Hi Satvik
One thing I don't understand is why there are no dips in your plot for an ice
ring around 3.6Å - for hexagonal ice it should be about as strong as the ring
at 2.25Å. It would be very useful to actually see the images to try to work out
what the real issue is.
I think it would be best to continue this discussion off the ccp4bb and to let
someone with extensive data processing experience have a look at your images.
This will probably be faster and more definitive in the long run.
I will be meeting developers of both XDS and DIALS next week and we should have
some time to spend on your problem if we have access to the original images!

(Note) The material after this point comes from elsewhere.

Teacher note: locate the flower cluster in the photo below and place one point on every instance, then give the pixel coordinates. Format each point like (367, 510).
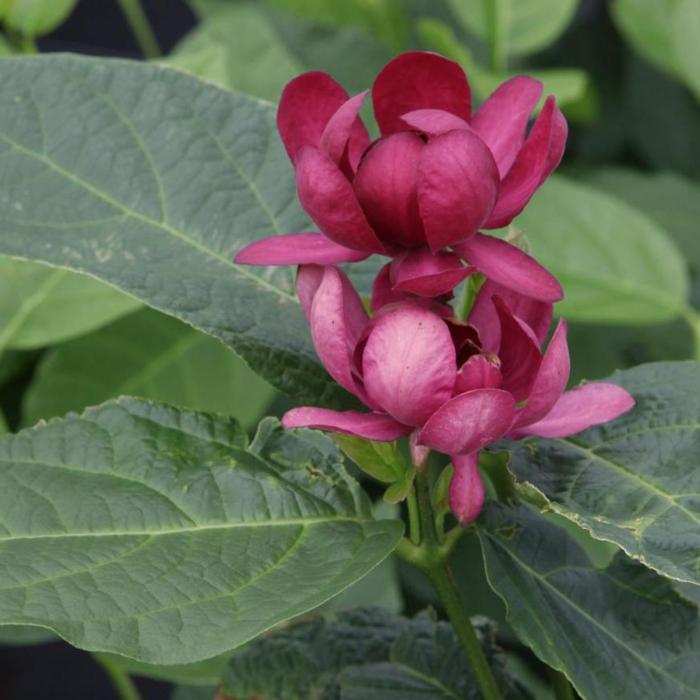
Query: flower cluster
(420, 194)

Prof Dodson will also be present so we will be able to make use of her
experience.
The bug concerning the specific resolution range exclusion appears to be quite
long-standing, so I'm not surprised that it is in other versions of iMosflm.
Harry
--
Dr Harry Powell
Chairman of International Union of Crystallography Commission on
Crystallographic Computing
Chairman of European Crystallographic Association SIG9 (Crystallographic
Computing)
On 10 Aug 2017, at 11:13, Satvik Kumar wrote:
> Dear Prof. Powell,
>
> In order to get past the bug, I reprocessed the data using a different
> installation of iMOSFLM. The option "automatic ice and powder ring exclusion"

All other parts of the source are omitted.